‘Without the accent?’ asked Hogarth.
‘It’s not as easy to maintain as you might think!’ returned Elodie. ‘Soon, I got involved with family life. I was more than happy to help out in any way. I began painting wooden furniture and knick-knacks. It was fun and I took to it like a duck to water. They gave me my own little studio. Anything that needed painting or polishing, they gave to me. I liked to contribute but, actually, it was a relative of theirs, a Madame Charpentier of the Maison Chapeaux Charpentier, who paid for my upkeep.’
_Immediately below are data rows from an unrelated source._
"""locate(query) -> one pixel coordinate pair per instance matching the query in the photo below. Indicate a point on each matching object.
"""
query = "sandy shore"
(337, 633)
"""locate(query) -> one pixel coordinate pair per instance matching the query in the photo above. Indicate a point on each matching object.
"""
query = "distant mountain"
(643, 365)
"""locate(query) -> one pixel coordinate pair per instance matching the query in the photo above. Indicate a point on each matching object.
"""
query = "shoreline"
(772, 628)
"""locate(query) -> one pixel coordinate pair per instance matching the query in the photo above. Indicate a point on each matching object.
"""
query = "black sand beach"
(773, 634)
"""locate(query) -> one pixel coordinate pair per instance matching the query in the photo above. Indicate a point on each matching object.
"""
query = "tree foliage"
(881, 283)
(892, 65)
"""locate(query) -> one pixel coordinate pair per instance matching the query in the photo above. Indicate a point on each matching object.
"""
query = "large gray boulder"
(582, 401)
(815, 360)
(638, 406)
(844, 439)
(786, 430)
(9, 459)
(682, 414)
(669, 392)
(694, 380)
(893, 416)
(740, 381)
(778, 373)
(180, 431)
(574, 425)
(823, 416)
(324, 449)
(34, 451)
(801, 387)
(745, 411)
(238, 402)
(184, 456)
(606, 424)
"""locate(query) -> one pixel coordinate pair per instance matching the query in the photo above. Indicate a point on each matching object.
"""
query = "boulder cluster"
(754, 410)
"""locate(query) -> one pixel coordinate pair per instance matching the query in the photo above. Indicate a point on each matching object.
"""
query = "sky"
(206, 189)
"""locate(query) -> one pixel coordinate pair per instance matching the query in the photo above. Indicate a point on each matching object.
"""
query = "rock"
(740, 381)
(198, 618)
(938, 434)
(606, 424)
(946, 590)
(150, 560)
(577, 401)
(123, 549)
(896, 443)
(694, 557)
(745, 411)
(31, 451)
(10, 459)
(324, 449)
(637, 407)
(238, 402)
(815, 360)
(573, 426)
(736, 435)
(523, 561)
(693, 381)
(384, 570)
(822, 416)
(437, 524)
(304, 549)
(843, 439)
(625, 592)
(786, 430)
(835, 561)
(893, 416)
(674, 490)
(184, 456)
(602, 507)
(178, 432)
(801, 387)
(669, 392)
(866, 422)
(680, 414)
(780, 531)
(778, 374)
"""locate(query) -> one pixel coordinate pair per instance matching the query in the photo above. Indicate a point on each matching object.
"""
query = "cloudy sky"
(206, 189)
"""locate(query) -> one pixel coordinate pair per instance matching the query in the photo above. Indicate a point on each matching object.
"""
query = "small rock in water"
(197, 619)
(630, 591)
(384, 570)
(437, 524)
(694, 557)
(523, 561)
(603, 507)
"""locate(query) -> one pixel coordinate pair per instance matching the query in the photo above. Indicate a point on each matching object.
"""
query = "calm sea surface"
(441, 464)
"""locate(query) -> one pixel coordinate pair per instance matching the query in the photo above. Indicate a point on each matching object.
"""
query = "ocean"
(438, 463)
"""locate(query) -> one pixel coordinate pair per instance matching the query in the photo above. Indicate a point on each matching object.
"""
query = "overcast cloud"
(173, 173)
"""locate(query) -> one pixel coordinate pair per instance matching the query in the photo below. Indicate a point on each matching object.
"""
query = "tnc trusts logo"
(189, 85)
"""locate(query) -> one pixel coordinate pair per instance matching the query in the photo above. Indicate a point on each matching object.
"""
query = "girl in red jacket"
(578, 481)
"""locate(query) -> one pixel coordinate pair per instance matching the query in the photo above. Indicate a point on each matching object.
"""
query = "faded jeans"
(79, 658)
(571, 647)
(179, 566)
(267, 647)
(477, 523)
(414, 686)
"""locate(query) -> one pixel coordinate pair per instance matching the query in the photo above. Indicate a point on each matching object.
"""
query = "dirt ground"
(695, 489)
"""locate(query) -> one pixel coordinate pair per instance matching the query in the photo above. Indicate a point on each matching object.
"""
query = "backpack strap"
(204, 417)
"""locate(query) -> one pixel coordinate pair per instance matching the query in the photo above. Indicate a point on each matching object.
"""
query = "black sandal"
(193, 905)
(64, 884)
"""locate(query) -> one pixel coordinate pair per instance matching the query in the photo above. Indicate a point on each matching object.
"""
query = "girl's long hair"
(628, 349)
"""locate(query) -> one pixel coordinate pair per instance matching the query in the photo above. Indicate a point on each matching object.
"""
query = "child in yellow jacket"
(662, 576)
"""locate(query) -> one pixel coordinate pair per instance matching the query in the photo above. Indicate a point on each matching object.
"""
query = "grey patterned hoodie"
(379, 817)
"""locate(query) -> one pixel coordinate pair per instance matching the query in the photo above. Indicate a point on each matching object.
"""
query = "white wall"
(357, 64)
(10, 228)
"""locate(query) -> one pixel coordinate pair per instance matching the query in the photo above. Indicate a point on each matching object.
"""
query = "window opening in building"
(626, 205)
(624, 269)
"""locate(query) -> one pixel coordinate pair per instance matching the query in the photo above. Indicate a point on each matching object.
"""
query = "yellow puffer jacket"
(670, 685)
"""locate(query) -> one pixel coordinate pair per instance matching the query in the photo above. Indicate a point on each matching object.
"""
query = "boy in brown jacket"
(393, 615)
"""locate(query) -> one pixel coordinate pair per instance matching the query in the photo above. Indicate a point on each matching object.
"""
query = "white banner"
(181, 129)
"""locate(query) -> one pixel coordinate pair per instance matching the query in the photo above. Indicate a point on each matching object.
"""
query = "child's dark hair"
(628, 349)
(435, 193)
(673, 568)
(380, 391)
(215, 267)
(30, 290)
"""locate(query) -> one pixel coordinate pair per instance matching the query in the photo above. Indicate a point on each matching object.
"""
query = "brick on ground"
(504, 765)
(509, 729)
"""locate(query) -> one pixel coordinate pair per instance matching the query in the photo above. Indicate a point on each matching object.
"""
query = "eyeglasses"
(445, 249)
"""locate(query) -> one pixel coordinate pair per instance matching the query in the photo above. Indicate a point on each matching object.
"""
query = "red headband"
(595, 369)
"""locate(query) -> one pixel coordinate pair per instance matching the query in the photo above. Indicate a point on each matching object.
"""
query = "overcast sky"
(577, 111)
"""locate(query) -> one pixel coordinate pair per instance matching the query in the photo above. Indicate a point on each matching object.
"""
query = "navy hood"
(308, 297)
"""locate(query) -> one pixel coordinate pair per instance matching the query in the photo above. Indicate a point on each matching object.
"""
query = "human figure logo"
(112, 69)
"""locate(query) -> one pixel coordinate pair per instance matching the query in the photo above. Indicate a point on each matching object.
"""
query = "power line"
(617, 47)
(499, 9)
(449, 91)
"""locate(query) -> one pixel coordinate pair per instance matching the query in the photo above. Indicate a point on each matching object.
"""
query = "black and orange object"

‘That’s wonderful to hear, Elodie. But how did you cope with what you’d been through all those years, and the way it ended?’
‘Well, I now had a good life. Except for the nightmares and the flashbacks. Then I began to be treated by a doctor. Madame paid for that too. In time, through Madame, I met Vera and Harry. The Charpentier family told them my story. Vee and Harry spent time with me, invited me to go back to Spain with them for holidays. Before I knew it, I was spending more time with them than in France. Vera taught me to use a camera, and I started painting artwork.’
‘Ah, so that’s where your talent started to really show itself.’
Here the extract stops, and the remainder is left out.